As viagens dele. A dona-de-casa que não só o era: estudante,
profissional. E as contas, a compra da casa própria , os boletins
escolares, e novamente contas, faturas. Vários anos depois, a realidade:
amoldar-se, ou não, aos roncos, ao cansaço, à rotina...
O amor vencia sempre, buscando conciliar interesses & manias,
até que... Bem, até que aconteceu o previsível.
Uma gotinha dágua,
talvez. Um nada-tudo. João e Maria começaram a brigar feio,
aquela briga de um dormir de costas para o outro, beijo nem no rosto, sem
olho no olho. A separação viria em breve. E veio. Nem um
bom dia para saudar o sol. Nem um sorriso. Silêncio. Vazio...
Passam-se os meses. Que
fria está a cama! Que pesadelos são estes? “Que ereção
matinal mais inútil”, pensa João. “Que piscar desesperado”,
chora Maria... Em vão se busca no trabalho companhia. Ou no cuidar
dos filhos. Ou no desabafar com amigos. No tentar “olhar” outra pessoa.
E este buraco no peito, esta falta de ar, estes pés sem chão,
este olhar vazio? “Que fizemos de nós dois? Em que meandros
nos perdemos... ou nunca nos achamos de verdade? Acabou o amor? Mas como
tanto dói?...” Saudade nos corpos, luto nas almas. Que, como
diz a Stelinha, poeta baiana: “Saudade: presença VISCERAL”...
A roda do tempo gira. Um
dia se cruzam... Impossível não se olharem.

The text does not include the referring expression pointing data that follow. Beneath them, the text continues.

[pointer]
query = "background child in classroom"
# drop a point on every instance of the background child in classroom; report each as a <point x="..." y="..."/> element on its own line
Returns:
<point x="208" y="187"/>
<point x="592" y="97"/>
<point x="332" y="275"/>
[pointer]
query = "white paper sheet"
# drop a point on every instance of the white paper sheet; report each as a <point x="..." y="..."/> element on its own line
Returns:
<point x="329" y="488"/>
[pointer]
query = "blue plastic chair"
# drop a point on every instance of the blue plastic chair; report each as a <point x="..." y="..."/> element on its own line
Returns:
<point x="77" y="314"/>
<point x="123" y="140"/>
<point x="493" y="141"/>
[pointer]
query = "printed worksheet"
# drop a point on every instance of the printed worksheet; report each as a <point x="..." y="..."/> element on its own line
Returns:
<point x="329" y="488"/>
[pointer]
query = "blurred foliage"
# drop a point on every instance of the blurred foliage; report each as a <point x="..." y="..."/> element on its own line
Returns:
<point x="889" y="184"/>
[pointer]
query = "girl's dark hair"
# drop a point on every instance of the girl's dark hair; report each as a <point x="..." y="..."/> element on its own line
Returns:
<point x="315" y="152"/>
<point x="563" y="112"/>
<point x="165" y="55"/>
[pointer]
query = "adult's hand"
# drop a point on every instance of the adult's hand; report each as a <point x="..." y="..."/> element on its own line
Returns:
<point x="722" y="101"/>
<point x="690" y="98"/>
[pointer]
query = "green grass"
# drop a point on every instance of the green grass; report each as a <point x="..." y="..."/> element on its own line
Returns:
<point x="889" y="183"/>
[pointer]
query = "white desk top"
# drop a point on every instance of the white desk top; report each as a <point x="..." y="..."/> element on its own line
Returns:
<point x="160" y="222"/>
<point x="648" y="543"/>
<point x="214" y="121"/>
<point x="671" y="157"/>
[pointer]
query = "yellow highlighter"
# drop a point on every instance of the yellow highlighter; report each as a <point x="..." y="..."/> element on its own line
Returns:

Olhando-se, não
traírem o que explodia dentro de cada um. Ternura. Carinho. Amor.
Tesão... “Vamos conversar?” “Vamos...”. Machucados,
dão-se aos mãos. E aí...
Nova lua-de-mel. Não muito longe – por ali mesmo. Da Bahia-de-Todos-os-Santos,
para Arembepe-de-Toda-Magia. Primeira noite. Sozinhos os dois na
imensidão de areia. Só o vem-e-vai das ondas lavando, levando,
cantando. Ritmo ancestral. Um cobertor de estrelas, silhuetas do coqueiral...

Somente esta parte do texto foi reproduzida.